Download "metawibele.cfg" into your current working directory by any one of the following options:
- Option 1: Obtain copies by right-clicking the link and selecting "save link as": metawibele.cfg
- Option 2: Run this command to download the global configuration file:
  $ metawibele_download_config --config-type global

Customize your configurations in "metawibele.cfg" before running MetaWIBELE:

Customize the path of dependent databases (required):

[database]
# The absolute path of uniref databases folder.
uniref_db = 
# The domain databases used by MetaWIBELE. [data_path] provide the absolute path of the domain databases folder; [none] use the default domain databases installed in the metawibele package. [ Default: none ]
domain_db = none

How to run

A typical process runs MetaWIBELE-characterize workflow and then MetaWIBELE-prioritize workflow per dataset.

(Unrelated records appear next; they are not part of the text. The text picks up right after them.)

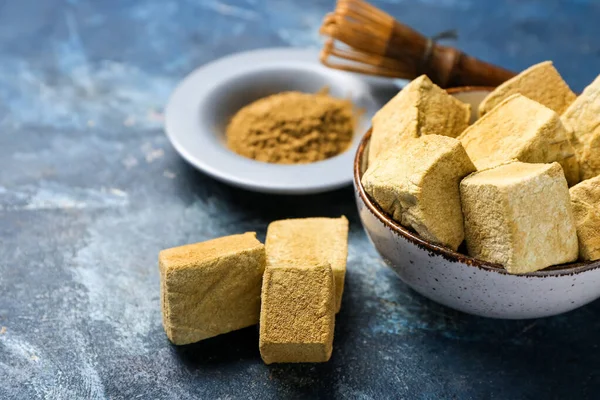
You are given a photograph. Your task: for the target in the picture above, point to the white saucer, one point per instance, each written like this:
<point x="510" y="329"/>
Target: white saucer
<point x="201" y="106"/>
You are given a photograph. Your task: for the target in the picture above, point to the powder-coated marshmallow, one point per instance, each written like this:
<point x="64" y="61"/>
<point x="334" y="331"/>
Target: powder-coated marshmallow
<point x="520" y="129"/>
<point x="585" y="199"/>
<point x="421" y="108"/>
<point x="297" y="314"/>
<point x="519" y="215"/>
<point x="582" y="120"/>
<point x="540" y="82"/>
<point x="418" y="185"/>
<point x="211" y="288"/>
<point x="310" y="241"/>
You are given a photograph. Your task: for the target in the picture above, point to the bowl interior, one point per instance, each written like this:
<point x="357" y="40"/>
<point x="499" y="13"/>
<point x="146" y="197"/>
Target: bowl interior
<point x="472" y="96"/>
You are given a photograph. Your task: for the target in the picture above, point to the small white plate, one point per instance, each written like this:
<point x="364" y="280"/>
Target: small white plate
<point x="200" y="108"/>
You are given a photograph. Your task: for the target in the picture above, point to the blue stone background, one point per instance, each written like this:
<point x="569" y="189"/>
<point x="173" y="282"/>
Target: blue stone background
<point x="90" y="191"/>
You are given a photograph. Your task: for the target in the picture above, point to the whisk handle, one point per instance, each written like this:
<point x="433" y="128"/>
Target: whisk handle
<point x="449" y="67"/>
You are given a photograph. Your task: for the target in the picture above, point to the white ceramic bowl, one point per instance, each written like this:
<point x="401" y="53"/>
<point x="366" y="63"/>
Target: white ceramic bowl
<point x="204" y="102"/>
<point x="465" y="283"/>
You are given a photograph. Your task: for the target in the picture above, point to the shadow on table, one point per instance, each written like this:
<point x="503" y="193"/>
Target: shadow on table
<point x="228" y="348"/>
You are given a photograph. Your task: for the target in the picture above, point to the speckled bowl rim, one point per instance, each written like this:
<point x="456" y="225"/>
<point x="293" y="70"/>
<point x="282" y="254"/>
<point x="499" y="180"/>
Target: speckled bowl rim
<point x="558" y="270"/>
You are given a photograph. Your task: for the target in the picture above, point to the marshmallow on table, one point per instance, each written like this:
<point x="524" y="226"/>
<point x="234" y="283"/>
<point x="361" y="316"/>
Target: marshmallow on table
<point x="305" y="241"/>
<point x="582" y="120"/>
<point x="212" y="287"/>
<point x="520" y="129"/>
<point x="540" y="82"/>
<point x="420" y="108"/>
<point x="585" y="199"/>
<point x="418" y="185"/>
<point x="297" y="316"/>
<point x="519" y="215"/>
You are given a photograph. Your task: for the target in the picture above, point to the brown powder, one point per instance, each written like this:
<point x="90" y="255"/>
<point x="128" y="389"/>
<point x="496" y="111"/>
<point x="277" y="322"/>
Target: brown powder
<point x="292" y="128"/>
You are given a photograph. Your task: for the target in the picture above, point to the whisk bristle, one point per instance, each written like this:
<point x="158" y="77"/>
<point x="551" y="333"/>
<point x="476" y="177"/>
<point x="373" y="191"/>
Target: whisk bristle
<point x="359" y="35"/>
<point x="365" y="39"/>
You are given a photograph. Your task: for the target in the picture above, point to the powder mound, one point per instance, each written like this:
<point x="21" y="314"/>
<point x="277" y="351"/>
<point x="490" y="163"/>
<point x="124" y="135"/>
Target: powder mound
<point x="292" y="128"/>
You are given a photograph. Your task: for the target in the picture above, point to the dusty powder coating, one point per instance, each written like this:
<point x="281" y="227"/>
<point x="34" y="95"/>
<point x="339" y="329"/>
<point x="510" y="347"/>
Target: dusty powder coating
<point x="585" y="200"/>
<point x="211" y="288"/>
<point x="519" y="215"/>
<point x="292" y="128"/>
<point x="540" y="82"/>
<point x="582" y="120"/>
<point x="310" y="241"/>
<point x="520" y="129"/>
<point x="418" y="186"/>
<point x="297" y="314"/>
<point x="421" y="108"/>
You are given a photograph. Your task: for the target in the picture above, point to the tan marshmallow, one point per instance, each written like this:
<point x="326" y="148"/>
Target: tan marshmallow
<point x="519" y="215"/>
<point x="540" y="82"/>
<point x="585" y="199"/>
<point x="297" y="314"/>
<point x="211" y="288"/>
<point x="421" y="108"/>
<point x="582" y="120"/>
<point x="520" y="129"/>
<point x="418" y="186"/>
<point x="310" y="241"/>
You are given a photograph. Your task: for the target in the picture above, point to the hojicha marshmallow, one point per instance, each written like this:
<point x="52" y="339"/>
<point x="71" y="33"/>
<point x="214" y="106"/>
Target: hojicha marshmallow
<point x="305" y="241"/>
<point x="540" y="82"/>
<point x="211" y="288"/>
<point x="585" y="200"/>
<point x="421" y="108"/>
<point x="418" y="185"/>
<point x="520" y="129"/>
<point x="582" y="120"/>
<point x="297" y="314"/>
<point x="519" y="215"/>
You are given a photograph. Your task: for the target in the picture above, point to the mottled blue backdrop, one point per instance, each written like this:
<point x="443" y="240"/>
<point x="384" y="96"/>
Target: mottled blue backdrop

For a list of all available workflows, run:

$ metawibele --help

This command yields:

usage: metawibele [-h] [--global-config GLOBAL_CONFIG]
              {characterize,prioritize,preprocess}

MetaWIBELE workflows: A collection of AnADAMA2 workflows

positional arguments:
{profile,characterize,prioritize,preprocess}
                    workflow to run

optional arguments:
-h, --help            show this help message and exit
--global-config GLOBAL_CONFIG the global configuration file of MetaWIBELE (default: None)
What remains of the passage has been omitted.